How often did you have to act to prevent calamity from Nabal’s foolishness? How did you feel when he collapsed over the news of his near calamity with David? What about during the ten days before he died? Did you know he was dying? Was it difficult to care for his needs during those days? Was your faith strong during those days, or did you struggle with doubts and fears? We think of you as such a fearless and strong woman for confronting David. Did that come from your own confidence in God’s sovereignty? Did you see everything as being held in God’s hands, as you mentioned several times to David? Did you feel “bound in the bundle of the living with the Lord your God?”

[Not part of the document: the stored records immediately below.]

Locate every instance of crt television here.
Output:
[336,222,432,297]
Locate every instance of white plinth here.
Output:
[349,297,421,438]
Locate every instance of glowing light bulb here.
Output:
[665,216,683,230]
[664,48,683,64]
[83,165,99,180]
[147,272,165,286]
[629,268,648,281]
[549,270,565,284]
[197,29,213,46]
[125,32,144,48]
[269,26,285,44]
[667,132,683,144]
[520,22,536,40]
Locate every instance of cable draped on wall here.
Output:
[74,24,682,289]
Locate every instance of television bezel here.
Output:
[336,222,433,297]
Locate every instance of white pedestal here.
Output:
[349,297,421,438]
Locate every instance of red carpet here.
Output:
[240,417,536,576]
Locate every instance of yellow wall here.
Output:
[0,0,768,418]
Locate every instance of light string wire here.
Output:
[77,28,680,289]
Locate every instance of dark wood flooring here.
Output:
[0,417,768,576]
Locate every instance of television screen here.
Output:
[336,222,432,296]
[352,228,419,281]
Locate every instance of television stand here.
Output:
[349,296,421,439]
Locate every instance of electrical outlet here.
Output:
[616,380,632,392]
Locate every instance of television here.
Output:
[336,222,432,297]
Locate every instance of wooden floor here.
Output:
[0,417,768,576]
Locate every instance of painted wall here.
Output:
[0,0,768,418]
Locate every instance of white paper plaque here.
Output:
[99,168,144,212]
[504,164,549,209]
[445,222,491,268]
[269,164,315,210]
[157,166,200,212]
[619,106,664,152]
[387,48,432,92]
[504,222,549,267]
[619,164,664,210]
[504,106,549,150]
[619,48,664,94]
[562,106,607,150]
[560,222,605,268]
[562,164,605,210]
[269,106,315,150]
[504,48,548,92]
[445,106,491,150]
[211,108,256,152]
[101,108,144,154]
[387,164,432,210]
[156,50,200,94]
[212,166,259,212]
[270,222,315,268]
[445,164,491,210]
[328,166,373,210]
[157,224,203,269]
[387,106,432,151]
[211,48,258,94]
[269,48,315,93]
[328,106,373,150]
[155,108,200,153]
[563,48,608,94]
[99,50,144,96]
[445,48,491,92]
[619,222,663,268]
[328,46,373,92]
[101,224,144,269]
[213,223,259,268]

One more thought: as we read the rest of your story, it seems in a way like a “love at first sight” romance that so many long for. But was it really that great? The Bible tells us that David was a handsome man, and maybe a young widow, even with great wealth, would have been in a precarious situation in ancient times. But the rest of your story doesn’t really seem that wonderful to consider: a life on the run and sharing even an exciting husband with other wives doesn’t seem that much better than what you had. Maybe when life settled down and you were able to have a peaceful palace life things got better for you? I find myself hoping they did, even though it seems doubtful. Maybe your entire life on earth was full of unpleasant challenges. But still you found faith in your loving heavenly Father, and the words we have from you still inspire us.
How can we thank you enough, Abigail, for the powerful example you have been through the ages? You have certainly encouraged us through the years, and I hope that, from your now eternal perspective, you are able to see how profoundly grateful we are for the life you lived here on earth. I hope that my own legacy will be even a portion of the hope and encouragement to absolute faith in God that yours has been.